The Evolution of Green Screens

Hollywood movie magic has a new home — anywhere you want — and it’s all thanks to the power of the green screen.

Green screens and other chroma key screens enable you to picture yourself anywhere in the universe and turn that dream into reality with a little digital magic of your own. You can create a stunning YouTube video to gather followers or to build a new work presentation to crank up sales, train teams, showcase products and much more.

You’ve never been able to do more from your home or office, and we’re here to help you with that green screen journey.

How Green Screens Work

The use of a green screen, called a chroma key screen by people in “the biz,” is a method of placing two images or videos together to create a single image. Essentially you’re taking a video that will be your background and overlaying another image or video on top of that background.

The image being replaced, such as the green background, needs be a single, solid and uniform color. Next, technology associated with a live video feed — in the case of your local meteorologist pointing to a weather map — or a video that’s being presently recorded is used to filter out that color and replace it with your background image.

The area that isn’t edited out, green in most cases, is not impacted so you get a clear picture of both videos or elements. This is why sometimes you’ll see a newsperson have part of their clothing disappear on the news — it was too close to the screen color and got filtered out too!

Why do people disappear on green screens? Too close.

The technical term for this process is color separation overlay, and it works in a variety of environments. Neon green is easy for systems to differentiate and to filter out. There are also few natural items with this color, so there’s less of a chance that parts of your video will get unintentionally edited out.

Live feeds use chroma keying and a retractable green screen to do this video substitution, but it is also very common for your favorite TV shows to do this as well. For example, HBO’s “Game of Thrones” often has its actors interact with bright green objects or costumes that are digitally removed during production and replaced with dragons, snakes, the undead and much more.

Early Days of the Green Screen: Black

While green screen technology seems relatively new because it has a very heavy presence in modern entertainment, the underlying concept and similar technologies have been in use for more than 100 years.

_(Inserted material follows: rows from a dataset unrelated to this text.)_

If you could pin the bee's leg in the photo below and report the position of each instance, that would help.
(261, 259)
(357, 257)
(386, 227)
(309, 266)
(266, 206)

Back in 1898, George Albert Smith was replacing parts of images using a double exposure, which had a black cloth in place of the green screen and used incredibly high contrast in the images to make the black elements virtually disappear. This technique made it’s jump to film in 1903 with “The Great Train Robbery” when it was used for static backgrounds in one of cinema’s first ever blockbuster films.

Frank Williams created a “travelling mattes” technique in 1918 that allowed the image replacements to move out of pure static backgrounds by compensating for the curve of an object, motion and camera movements. This was responsible for the techniques used to create the protagonist of the 1933 film “The Invisible Man.”

Early Days of the Green Screen: Blue

Blue screens were created by production teams at RKO Radio Pictures in the late 1930s and first made its way onto film with the special effect of a genie flying out of a bottle in the 1940 “The Thief of Bagdad.” The blue screen use was an evolution of the travelling mattes technique, and initially they were overlaid on stills to create transitions from one scene to the next.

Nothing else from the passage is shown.